Abstract. In this study we show how modular multiplication with Barrett and Montgomery reductions over certain finite fields of characteristic 2 can be implemented efficiently without using a pre-computational phase. We extend the set of moduli that is recommended by Standards for Efficient Cryptography (SEC) by defining two distinct sets for which either Barrett or Montgomery reduction is applicable. As the proposed algorithm is very suitable for a fast modular multiplication, we propose an architecture for the fast modular multiplier that can efficiently be used without pre-computing the inverse of the modulus.
Introduction
Modular multiplication is at the heart of many Public-Key Cryptosystems (PKC), e.g. RSA [10] , Diffie-Hellman key agreement [4] , ElGamal scheme [5, 6] and Elliptic Curve Cryptography (ECC) [7, 8] . Due to the very long numbers used in these crypto primitives efficient hardware and software implementation of modular multiplication has always been a challenge. Algorithms that are most commonly used to avoid computationally intensive multi-precision divisions are Barrett reduction [1] and Montgomery reduction [9] . Both algorithms have one common property, namely a pre-computational step, where the inverse of the modulus is calculated and stored together with the value of the modulus. As the modular inverse operation is computationally more expensive than the modular multiplication itself one usually fixes the value of modulus and uses the pre-computed value of the inverse. This reduces flexibility as well as the performance of the implementation increasing the area needed for the storage of the modulus inverse.

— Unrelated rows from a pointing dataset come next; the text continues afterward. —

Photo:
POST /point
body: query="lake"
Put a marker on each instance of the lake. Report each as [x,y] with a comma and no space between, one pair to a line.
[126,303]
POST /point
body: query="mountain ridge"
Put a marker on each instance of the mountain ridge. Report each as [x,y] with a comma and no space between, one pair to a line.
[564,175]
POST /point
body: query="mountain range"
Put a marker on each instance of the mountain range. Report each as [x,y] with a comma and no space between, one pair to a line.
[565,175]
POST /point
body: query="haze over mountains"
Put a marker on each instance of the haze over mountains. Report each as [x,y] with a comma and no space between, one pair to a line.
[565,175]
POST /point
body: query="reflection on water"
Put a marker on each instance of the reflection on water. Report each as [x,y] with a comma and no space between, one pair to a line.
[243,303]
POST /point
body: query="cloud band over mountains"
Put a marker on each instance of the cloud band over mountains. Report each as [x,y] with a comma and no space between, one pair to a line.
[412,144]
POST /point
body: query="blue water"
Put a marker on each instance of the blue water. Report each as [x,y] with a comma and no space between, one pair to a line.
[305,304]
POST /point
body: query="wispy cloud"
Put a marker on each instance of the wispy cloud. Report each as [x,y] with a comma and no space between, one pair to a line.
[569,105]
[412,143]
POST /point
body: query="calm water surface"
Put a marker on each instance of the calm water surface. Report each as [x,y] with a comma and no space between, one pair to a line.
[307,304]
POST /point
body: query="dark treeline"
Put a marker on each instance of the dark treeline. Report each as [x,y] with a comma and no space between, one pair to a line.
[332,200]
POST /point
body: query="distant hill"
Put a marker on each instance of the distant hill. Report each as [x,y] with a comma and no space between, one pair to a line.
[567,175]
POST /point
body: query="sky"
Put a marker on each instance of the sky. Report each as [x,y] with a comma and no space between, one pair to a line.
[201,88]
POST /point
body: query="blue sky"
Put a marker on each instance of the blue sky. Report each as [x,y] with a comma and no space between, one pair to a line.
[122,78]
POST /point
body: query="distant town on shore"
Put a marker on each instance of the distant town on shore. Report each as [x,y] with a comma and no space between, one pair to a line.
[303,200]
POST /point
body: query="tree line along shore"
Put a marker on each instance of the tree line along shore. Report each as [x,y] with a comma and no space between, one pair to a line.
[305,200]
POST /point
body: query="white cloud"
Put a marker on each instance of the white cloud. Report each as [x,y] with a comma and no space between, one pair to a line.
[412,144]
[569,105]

In [11] the authors outline a so called unbalanced exponent modular reduction for special type of moduli that can efficiently be used as a replacement for existing Barrett and Montgomery algorithms. The original idea comes from Standards for Efficient Cryptography (SEC) [12] and it recommends the use of moduli that are of type M (x) = x n + T (x) where the degree of T (x) is far smaller than n. This is very suitable for software implementations and makes reduction very efficient due to the special type of modulus. However, hardware implementation still requires more effort, especially when one needs to support more than one modulus.
In this paper we show how Barrett and Montgomery reduction algorithms over binary fields can be performed without using a pre-computational step. We extend the set of moduli that is recommended by SEC by defining two distinct sets for which either Barrett or Montgomery reduction is applicable. Due to the similarity between the Barrett and Montgomery algorithms, we propose a hardware architecture for the fast modular multiplier that can efficiently be used for the two defined sets of moduli. The multiplier performs modular multiplications within a single clock cycle.
The remainder of this paper is structured as follows. Section 2 describes the Barrett and Montgomery modular multiplication algorithms as the two most commonly used reduction methods. In Sect. 3, we show how pre-computation can be omitted in Barrett and Montgomery algorithms over binary fields. Hardware implementation and comparison with related work is given in Sect. 4. Section 5 concludes the paper and gives some guidelines for the future work.
Related Work

Modular Multiplication with Barrett Reduction
Barrett reduction algorithm was introduced by P. D. Barrett in 1986 [1] . This algorithm computes r ≡ a mod m for an input a and a modulus m and is given in Alg. 1. The algorithm uses μ, a pre-computed reciprocal of m, to avoid computationally expensive divisions that are necessary to compute the quotient q such that a = qm + r.
Modular multiplication of two n-bit inputs using Barrett reduction is done by providing the result of n × n-bit multiplication (input a in Alg. 1).
Modular Multiplication with Montgomery Reduction
Montgomery algorithm is one of the most commonly used reduction algorithms. In contrast to Barrett reduction it utilizes right to left divisions which make implementation simpler, with no correction steps necessary. The result of reduction has a form aR −1 mod m, where R is a power of the base b. Similar to Barrett reduction this algorithm uses a pre-computed value β ≡ −m −1 mod R. Algorithm 2 shows Montgomery reduction in short.
Similar to Barrett reduction, modular multiplication of two n-bit inputs can also be done based on Alg. 2.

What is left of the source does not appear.